Now, instead of selecting outliers on the basis of contamination, we can select them on the basis of probability confidence. Instead of choosing 10% of most anomalous samples, we can choose samples that have at least 80%, 90% or n% outlier probability. Here is how it would look like:

In [19]:
# Set a confidence threshold
threshold = 0.9

# Create a mask that returns True if probs over threshold
is_outlier = probs[:, 1] > threshold
outliers_X_probs = X[is_outlier]

# Count up the outliers
num_outliers = len(outliers_X_probs)
print(f"The number of outliers: {num_outliers}")
print(f"Percentage of outliers: {num_outliers / len(X):.4f}")

The number of outliers: 12
Percentage of outliers: 0.0002


Using the probability confidence method, we only find 12 outliers, instead of over 5000. And the best part is that we are 90% sure those 12 outliers are actually outliers!

### How to choose the right probability threshold?

Choosing a probability threshold depends on several factors like dataset size, the task you are trying to solve and the business domain.
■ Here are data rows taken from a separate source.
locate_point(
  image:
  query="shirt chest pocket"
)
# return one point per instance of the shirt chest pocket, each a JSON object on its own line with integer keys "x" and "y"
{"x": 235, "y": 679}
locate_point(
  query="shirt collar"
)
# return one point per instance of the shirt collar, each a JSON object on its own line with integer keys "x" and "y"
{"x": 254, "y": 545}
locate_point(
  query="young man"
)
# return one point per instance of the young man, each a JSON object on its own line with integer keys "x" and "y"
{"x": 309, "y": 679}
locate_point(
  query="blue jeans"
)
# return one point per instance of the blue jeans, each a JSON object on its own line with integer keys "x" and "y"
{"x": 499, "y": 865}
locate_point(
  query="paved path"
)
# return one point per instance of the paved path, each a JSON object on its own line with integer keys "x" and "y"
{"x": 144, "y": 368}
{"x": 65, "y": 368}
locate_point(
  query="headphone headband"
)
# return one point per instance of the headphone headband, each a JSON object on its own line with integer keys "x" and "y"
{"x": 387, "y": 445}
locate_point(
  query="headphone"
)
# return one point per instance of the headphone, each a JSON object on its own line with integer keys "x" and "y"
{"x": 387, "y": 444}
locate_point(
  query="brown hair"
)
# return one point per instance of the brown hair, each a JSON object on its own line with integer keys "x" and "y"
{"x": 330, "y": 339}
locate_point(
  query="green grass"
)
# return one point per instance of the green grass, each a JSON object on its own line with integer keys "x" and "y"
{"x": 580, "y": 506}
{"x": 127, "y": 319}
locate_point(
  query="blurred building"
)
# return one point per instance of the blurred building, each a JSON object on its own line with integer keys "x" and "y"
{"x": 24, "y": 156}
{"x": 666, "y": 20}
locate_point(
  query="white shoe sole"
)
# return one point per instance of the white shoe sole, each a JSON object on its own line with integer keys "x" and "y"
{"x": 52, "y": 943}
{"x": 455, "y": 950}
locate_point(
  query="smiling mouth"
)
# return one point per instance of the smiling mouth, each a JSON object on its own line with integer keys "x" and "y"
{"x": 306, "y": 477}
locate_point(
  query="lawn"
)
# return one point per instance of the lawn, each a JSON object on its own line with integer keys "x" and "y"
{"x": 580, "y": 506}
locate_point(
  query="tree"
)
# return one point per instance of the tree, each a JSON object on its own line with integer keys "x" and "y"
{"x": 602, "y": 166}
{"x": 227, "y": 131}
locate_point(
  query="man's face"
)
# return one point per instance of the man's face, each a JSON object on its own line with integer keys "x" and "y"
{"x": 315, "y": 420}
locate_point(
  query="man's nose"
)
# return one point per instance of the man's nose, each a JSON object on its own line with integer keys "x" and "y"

If you have a small dataset, you want to make absolutely sure the outliers you are isolating are actually outliers. By dropping them, you don't want to lose important information and patterns in your small dataset which will inevitably affect machine learning models. For such cases, you should set a high threshold like 80-90%.

If you are dealing with sensitive data like medical records where it is critical to avoid false positives, you should aim for over 90%. 95% and 99% are pretty common as well.

It all depends on how confident about outliers you want or must be while solving the business problem with the data at hand.

### How to choose the right outlier classifier

In a supervised-learning task, your job would be easy. You would evaluate a bunch of algorithms using metrics like RMSE or accuracy and choose the one that looks most promising.

However, since outlier detection is an unsupervised-learning problem, you won't really be able to compare one algorithm to another because you can't measure their performance with metrics. 

However, there are some algorithms that consistently perform well if used correctly.

1. [Isolation Forest](https://pyod.readthedocs.io/en/latest/pyod.models.html#module-pyod.models.iforest): works on almost any type of dataset but specifically designed for high-dimensional, complex ones. Even though it is a collection of different variety of decision trees, called ITrees, it is fast and has a high performance. It can also handle data with irregular, non-normal distributions.

2. [Local Outlier Factor](https://pyod.readthedocs.io/en/latest/pyod.models.html#module-pyod.models.lof): particularly good for datasets with datapoints that are clustered together as it calculates anomaly scores using local density. It works well with high-dimensional data and can be faster than IForest.

If you want to learn more about how to choose the right classifier, check out [my Anomaly Detection course on DataCamp](https://app.datacamp.com/learn/courses/anomaly-detection-in-python) where I teach close to 10 outlier classifiers, how and when to use them and how to tune their hyperparameters.

Also, [this page](https://pyod.readthedocs.io/en/latest/pyod.models.html#) of PyOD documentation lists over 40 algorithms. You can see how they perform by looking at this [table](https://pyod.readthedocs.io/en/latest/benchmark.html) where they list the performance of 10 best outlier classifiers on more than 15 datasets. 



### Conclusion

This article covered the topic of multivariate outlier detection in machine learning and demonstrated how it can be done using PyOD in Python. By transforming anomaly scores into probability confidence, selecting the best outlier classifier, and determining the right probability threshold, you can enhance your machine learning models by removing outliers from the data. With this knowledge, you are now ready to perform efficient outlier detection in your own projects.